In the case of trauma, I know of at least two instances, one in Tennessee, the other in North Carolina, in which paramedics said that a patient was dead–and the patient was not. I can understand triage at a trauma scene; the chance of CPR and resuscitative thoracotomy (opening the chest and massaging the heart directly, which is done with some trauma victims) have such a low chance of success with trauma victims) is almost nil (although, contra most articles, there have been survivors of blunt traumatic arrest who fully recovered–check out Woodbury, Minnesota). So if the number of paramedics is limited and someone else with a pulse and severe injuries needs to be treated, in those cases it is acceptable to consider the person in cardiac arrest dead. Otherwise, outside of severe head injuries with brain matter, obviously broken necks, obvious severe bodily trauma, and clear signs that too much time has passed, why not try CPR? Sometimes trauma victims swallow their tongues or get debris in their mouths, and they arrest due to asphyxiation. What is wrong with clearing the airway, trying CPR for a few minutes, seeing if there is any rhythm on the monitor. If not, what harm does it do? It doesn’t harm the patient. And a life might be saved.

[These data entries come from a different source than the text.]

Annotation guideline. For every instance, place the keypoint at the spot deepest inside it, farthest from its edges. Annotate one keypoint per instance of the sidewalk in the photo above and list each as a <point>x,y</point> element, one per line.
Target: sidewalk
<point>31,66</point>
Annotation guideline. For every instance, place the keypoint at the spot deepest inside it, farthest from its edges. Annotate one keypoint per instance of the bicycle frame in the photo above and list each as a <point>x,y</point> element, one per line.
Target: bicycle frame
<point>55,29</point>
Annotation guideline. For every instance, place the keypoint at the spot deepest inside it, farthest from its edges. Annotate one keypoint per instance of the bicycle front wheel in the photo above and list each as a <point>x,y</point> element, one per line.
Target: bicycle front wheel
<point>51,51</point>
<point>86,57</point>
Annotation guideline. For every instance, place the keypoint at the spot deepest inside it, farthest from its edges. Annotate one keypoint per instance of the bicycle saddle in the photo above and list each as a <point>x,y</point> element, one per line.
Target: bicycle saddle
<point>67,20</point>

I realize that physicians will say, “You’re not a physician and have no right to say anything about these issues.” No, I am not a physician; I volunteered as an EMT-Basic for eight months, but the knowledge from the training is extremely small compared to a physician’s. But I can read articles in medical journals, I can use a dictionary, and I can interpret the data and cases I read. I do know that there is a difference between someone with a shockable rhythm and someone whose initial rhythm is PEA or asystole, and that death will be pronounced more quickly in the latter situations unless a readily reversible cause of the arrest can be found. But the clincher for me is that my mother would have died if the doctors had given up on her. Thank God for them, and for my brother, who pushed the doctors to continue CPR even after they had considered giving up. It is too bad that other patients do not have such an advocate.